If you’re a toy fan, even if you don’t know his name, you’re probably a fan of his work. Dave Cortes started his professional career at McFarlane, but soon went independent. I first became a fan when he worked with Toy Biz on Marvel Legends, but his work on the Mezco Hellboy lines is still the tops.
One of his recent projects is on the Dream statue commemorating Neil Gaiman’s return to the character. Dave talks about sculpting, including the transition to digital from traditional clay sculpting. Be sure to check out the full interview with Dave Cortes.
When starting a new project, I’m first given artwork, either concept or control art depending on whether it is a statue or articulated figure. I usually take reference photos for the projects, which means I’ll be dressing up one of my friends to shoot 360 images of them in a pose to get clothing detail and wrinkles which will make the whole modeling process go quicker. Then at some point I deviate from all reference and just do my own thing.

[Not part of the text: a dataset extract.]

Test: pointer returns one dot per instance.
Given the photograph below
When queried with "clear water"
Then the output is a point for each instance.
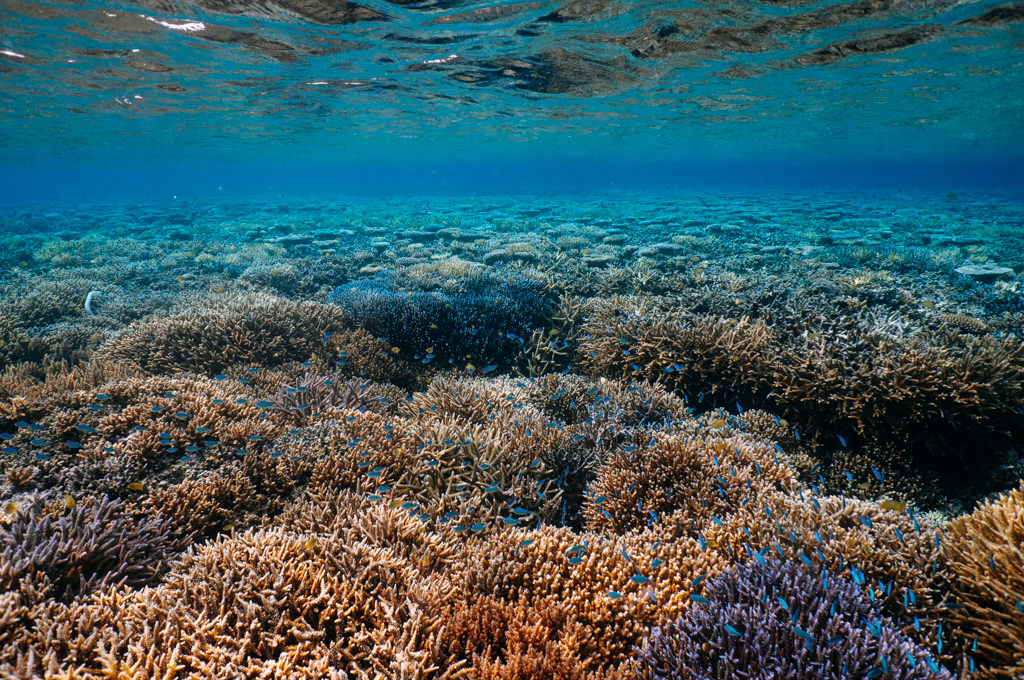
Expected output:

About three weeks later we have something that everyone is happy with, then the model is prepped for 3D printing and the rest is out of my hands.
Do you miss sculpting traditionally or have you completely adapted to the digital medium?
I do miss traditional, but still get to do some here and there. I teach a traditional clay class as well as digital sculpting at SVA (School of Visual Arts), so I at least get to sculpt every fall with the students. Digital modeling is a great tool for the professional industry. There are many benefits to working digitally, so I will always suggest doing projects digitally for the companies I work for. At this point, I also favor the medium for my own work. I can work much quicker. But I do feel that my sixteen years sculpting in clay made the transition to digital easier, so I suggest some clay sculpting for every digital sculptor.